Many women aren’t seeking help for these issues, not because they aren’t suffering, but because they don’t recognise what they’re experiencing as a ‘problem.’ Disordered eating has been so normalised in our culture, especially in midlife, where weight gain and body changes are often framed as inevitable, that it’s easy to dismiss symptoms as “just what happens” or “a willpower issue.”

And it doesn’t help that most screening tools for eating disorders were designed with young women in mind, usually focusing on restrictive behaviours and low weight. As Professor Sharp emphasised, clinicians need to ask different questions, ones that explore appetite changes, weight fluctuations, body image distress, compensatory behaviours like fasting or over-exercising, and how a woman feels in her body.

Working with Midlife Clients: What Clinicians Should Know

If you’re a psychologist or mental health professional working with women in their 40s, 50s or 60s, here are a few key considerations:

  • Trust your instincts.
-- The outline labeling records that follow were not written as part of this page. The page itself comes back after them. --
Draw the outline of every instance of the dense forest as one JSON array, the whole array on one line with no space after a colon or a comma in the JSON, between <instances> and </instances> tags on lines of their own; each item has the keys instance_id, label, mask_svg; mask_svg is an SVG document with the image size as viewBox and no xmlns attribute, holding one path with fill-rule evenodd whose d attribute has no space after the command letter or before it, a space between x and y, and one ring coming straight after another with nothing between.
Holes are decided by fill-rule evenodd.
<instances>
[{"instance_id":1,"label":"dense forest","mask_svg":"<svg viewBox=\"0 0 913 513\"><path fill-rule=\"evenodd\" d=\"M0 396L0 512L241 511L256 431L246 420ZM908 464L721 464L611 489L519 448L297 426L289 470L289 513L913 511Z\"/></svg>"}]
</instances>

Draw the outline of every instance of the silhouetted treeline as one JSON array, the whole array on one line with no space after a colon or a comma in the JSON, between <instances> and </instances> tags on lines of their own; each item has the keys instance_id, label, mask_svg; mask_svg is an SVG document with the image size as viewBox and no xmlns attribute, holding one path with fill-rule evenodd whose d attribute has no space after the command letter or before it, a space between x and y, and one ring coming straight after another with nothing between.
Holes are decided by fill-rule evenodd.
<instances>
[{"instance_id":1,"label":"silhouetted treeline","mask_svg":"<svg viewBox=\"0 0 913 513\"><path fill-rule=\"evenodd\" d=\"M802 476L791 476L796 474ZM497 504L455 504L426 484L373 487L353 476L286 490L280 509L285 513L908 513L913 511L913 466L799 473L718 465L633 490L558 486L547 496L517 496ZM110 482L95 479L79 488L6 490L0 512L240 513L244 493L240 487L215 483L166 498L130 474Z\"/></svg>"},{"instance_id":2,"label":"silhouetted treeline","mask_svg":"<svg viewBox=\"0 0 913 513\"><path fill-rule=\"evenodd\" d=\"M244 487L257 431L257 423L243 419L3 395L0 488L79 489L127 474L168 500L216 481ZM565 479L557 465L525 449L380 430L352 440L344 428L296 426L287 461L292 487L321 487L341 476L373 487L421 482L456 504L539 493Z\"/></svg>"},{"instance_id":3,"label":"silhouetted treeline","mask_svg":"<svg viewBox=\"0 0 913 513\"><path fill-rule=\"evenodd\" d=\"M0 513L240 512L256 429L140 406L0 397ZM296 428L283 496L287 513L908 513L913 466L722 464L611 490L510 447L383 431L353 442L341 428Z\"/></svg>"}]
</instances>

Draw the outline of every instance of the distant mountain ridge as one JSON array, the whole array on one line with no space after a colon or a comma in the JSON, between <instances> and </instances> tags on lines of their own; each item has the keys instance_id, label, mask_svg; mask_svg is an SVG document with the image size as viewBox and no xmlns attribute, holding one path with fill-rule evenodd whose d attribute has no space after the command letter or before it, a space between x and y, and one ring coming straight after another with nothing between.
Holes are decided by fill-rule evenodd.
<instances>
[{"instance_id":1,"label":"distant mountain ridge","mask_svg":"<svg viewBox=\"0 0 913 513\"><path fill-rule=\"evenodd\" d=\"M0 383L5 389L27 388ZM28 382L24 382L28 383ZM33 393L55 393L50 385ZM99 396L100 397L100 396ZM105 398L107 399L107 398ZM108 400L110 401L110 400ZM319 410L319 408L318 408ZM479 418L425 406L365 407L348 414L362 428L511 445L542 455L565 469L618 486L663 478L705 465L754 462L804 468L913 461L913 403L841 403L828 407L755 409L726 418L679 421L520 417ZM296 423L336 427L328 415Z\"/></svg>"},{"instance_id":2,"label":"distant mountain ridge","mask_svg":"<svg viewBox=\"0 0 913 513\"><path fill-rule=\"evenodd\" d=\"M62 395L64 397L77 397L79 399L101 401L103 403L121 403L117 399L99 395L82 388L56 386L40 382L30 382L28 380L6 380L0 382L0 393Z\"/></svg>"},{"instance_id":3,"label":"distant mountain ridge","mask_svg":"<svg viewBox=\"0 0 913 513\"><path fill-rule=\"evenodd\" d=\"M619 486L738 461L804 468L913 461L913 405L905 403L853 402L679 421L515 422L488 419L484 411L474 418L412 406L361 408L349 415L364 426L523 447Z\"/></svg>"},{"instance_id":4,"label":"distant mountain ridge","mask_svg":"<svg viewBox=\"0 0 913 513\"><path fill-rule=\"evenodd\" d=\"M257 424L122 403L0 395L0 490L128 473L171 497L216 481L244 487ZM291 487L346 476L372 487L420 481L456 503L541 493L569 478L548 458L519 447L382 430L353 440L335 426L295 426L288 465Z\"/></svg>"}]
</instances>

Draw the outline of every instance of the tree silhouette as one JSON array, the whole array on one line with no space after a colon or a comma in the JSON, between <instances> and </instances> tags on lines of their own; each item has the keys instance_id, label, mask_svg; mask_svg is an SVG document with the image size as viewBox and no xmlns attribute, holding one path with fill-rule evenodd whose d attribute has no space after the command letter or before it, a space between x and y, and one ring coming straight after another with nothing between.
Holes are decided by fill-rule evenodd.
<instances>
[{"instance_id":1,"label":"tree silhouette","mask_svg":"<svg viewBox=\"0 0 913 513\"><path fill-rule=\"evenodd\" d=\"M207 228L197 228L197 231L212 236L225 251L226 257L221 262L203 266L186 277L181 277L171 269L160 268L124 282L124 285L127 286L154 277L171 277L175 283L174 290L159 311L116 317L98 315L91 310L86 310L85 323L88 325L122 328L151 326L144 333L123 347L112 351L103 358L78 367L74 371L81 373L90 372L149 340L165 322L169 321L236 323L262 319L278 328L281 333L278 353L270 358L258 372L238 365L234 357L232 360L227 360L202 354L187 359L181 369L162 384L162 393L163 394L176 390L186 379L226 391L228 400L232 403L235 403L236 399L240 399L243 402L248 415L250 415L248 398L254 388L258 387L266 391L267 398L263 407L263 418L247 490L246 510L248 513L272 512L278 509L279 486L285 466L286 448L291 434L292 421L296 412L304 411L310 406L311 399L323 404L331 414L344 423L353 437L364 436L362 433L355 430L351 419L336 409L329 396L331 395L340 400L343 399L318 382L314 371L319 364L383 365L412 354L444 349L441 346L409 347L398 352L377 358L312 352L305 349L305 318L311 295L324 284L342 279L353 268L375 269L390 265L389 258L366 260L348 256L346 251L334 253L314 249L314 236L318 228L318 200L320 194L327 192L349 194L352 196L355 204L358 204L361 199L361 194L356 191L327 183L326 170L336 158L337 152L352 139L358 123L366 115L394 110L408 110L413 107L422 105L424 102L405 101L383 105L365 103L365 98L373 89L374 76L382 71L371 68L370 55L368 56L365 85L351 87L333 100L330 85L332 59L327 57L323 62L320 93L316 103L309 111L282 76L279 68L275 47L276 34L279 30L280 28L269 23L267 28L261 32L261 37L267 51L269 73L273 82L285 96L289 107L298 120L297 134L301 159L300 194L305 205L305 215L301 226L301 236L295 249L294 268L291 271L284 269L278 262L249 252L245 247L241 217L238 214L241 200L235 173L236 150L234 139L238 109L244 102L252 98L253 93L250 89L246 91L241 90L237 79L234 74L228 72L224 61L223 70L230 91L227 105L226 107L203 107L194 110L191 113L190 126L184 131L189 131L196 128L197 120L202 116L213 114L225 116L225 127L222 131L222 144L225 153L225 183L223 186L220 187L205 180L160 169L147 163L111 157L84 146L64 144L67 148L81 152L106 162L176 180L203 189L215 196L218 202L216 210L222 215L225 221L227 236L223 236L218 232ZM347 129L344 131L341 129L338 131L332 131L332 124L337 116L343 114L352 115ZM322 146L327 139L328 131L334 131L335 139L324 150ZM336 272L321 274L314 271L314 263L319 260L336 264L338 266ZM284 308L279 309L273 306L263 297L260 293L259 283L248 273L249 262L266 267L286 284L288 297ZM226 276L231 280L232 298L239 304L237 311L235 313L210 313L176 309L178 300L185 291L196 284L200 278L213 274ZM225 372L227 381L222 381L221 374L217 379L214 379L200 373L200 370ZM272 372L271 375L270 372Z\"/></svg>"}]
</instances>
If a client reports changes in their eating habits, weight, or body image, don’t assume it’s minor. Explore gently, with curiosity and compassion.

  • Frame it around quality of life. Many women are more open to discussing how their behaviours affect their wellbeing than to immediately labelling their symptoms as an eating disorder.

  • Use your therapeutic relationship. The connection you’ve built may be more powerful than any specialist referral, though seeking supervision or collaboration can be helpful.

  • Refer for medical checks. Bloodwork, ECGs, and nutritional assessments are essential, particularly if there’s evidence of restriction or physical depletion. The NEDC provides excellent guidelines on what to request: https://nedc.com.au/assets/NEDC-Resources/NEDC-Resource-GPs.pdf?2025052004

  • Consider MHT (Menopausal Hormone Therapy). While much more research is needed, there’s emerging anecdotal and clinical evidence that hormone therapy may support women experiencing eating issues in midlife, particularly those with mood or appetite dysregulation.

The Takeaway: Eating Disorders Aren’t Just for the Young

As Professor Sharp so powerfully shared, “All clients eat.” That means eating-related distress is always relevant, regardless of age, body size, or diagnostic label. Menopause is a profound psychological and physiological transition. For many women, it reactivates long-buried patterns around control, identity, body image, and self-worth.

By bringing awareness, empathy, and a willingness to ask the questions, we can help midlife women access the support they need, often for the first time in decades.